Immune cell-mediated neuroprotection is independent of estrogen action through estrogen receptor-alpha

Junping Xin, Keith N. Fargo, Lisa Tanzer, Virginia M. Sanders, Kathryn J. Jones

Research output: Contribution to journalArticle


It has been well documented that both estrogen and immune cells (CD4 + T cells) mediate neuroprotection in the mouse facial nerve axotomy model. Estrogen has been shown to play an important role in regulating the immune response. However, it is unclear whether immune cell-mediated neuroprotection is dependent on estrogen signaling.
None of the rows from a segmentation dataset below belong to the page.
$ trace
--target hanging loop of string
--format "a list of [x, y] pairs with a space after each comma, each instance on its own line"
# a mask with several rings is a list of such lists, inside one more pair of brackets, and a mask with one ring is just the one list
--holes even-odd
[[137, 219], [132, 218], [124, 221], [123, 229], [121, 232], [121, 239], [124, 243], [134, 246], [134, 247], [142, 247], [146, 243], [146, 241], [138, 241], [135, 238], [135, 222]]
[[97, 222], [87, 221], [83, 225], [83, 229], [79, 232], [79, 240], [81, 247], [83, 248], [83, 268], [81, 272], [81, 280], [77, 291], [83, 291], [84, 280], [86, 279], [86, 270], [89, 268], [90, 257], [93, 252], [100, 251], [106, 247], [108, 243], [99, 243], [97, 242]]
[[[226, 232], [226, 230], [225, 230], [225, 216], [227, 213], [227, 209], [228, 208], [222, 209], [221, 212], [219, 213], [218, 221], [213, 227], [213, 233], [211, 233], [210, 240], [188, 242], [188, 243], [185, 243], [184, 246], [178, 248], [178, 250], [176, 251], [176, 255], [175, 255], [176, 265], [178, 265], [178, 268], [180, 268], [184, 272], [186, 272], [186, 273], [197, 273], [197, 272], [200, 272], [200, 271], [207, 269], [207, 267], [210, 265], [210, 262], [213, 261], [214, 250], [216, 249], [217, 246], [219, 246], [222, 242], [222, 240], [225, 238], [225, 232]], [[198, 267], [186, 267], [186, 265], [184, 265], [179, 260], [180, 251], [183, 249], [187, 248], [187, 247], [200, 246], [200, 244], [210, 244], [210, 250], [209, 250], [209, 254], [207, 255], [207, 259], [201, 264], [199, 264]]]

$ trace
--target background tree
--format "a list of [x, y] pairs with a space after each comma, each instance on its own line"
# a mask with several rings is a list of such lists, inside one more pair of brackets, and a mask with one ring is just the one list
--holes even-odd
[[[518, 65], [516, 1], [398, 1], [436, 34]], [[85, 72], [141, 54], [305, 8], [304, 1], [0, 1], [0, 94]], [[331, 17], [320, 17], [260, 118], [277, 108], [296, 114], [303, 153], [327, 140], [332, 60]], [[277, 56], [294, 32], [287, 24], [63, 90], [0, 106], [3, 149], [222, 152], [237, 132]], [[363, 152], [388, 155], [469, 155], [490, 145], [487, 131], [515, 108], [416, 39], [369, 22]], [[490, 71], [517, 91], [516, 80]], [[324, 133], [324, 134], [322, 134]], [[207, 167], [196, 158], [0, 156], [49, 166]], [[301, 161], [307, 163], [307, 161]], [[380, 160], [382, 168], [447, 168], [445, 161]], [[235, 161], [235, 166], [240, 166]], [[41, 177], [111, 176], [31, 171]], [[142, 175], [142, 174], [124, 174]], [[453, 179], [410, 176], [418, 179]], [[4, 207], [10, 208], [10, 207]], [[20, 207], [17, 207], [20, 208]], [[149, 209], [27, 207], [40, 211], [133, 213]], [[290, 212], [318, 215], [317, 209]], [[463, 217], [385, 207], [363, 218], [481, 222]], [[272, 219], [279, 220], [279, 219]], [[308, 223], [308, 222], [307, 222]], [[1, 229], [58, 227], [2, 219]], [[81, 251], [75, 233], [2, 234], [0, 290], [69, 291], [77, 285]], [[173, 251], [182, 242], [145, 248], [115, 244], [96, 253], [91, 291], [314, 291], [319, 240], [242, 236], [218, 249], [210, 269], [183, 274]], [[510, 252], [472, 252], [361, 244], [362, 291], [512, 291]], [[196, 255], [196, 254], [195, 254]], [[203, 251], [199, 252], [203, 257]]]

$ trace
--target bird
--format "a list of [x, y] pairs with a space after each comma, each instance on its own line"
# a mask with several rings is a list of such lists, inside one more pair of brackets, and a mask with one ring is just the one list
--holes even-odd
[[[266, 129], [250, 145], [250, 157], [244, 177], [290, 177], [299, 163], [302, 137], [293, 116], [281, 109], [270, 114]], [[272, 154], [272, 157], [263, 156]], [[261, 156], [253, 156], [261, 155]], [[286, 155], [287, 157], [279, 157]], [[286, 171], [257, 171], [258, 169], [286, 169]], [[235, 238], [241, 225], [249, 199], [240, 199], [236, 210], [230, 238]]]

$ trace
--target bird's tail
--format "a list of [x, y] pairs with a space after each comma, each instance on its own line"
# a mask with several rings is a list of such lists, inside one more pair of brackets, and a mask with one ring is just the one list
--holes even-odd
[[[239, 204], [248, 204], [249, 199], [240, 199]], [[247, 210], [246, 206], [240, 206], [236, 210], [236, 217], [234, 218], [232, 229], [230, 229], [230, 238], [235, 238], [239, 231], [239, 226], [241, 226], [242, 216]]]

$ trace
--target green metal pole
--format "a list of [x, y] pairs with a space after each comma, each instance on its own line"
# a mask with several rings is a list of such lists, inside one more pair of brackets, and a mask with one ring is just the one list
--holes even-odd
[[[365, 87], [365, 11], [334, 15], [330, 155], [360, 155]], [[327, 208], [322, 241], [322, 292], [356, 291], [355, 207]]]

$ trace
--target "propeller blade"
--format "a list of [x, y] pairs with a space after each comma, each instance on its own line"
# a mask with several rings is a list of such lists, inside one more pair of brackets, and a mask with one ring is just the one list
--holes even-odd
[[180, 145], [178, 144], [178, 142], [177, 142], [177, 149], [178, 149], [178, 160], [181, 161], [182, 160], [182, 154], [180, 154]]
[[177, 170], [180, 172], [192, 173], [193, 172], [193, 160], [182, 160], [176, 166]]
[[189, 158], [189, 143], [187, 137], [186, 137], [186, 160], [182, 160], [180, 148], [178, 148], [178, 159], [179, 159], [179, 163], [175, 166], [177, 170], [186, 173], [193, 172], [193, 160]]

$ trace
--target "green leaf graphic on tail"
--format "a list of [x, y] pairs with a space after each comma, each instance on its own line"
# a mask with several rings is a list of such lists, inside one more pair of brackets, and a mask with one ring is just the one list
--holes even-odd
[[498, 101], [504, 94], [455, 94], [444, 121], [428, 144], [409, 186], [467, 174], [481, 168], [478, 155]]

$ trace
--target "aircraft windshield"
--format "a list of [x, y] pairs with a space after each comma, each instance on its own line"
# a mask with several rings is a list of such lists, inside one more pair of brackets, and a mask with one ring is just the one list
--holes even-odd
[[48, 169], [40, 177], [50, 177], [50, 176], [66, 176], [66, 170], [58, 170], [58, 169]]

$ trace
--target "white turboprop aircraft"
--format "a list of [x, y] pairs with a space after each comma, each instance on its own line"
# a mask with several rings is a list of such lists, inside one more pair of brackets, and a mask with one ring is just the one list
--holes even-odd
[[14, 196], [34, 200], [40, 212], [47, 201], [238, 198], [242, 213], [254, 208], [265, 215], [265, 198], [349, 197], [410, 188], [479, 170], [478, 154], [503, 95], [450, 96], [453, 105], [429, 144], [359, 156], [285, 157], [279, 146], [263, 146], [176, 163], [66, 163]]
In this study, using FACS staining, we confirmed that the majority of CD4 + T cells express high levels of estrogen receptor-alpha (ERα), suggesting that CD4 + T cell-mediated neuroprotection may be modulated by estrogen signaling. We previously found that immunodeficient Rag-2KO mice showed a significant increase in axotomy-induced facial motoneuron death compared to immunocompetent wild-type mice. Therefore, we investigated axotomy-induced facial motoneuron loss in immunodeficient Rag-2KO mice that received 17β-estradiol treatment or adoptive transfer of immune cells from mice lacking functional ERα. Our results indicate that while estradiol treatment failed to rescue facial motoneurons from axotomy-induced cell death in Rag-2KO mice, immune cells lacking ERα successfully restored facial motoneuron survival in Rag-2 KO mice to a wild-type level. Collectively, we concluded that CD4 + T cell-mediated neuroprotection is independent of estrogen action through ERα.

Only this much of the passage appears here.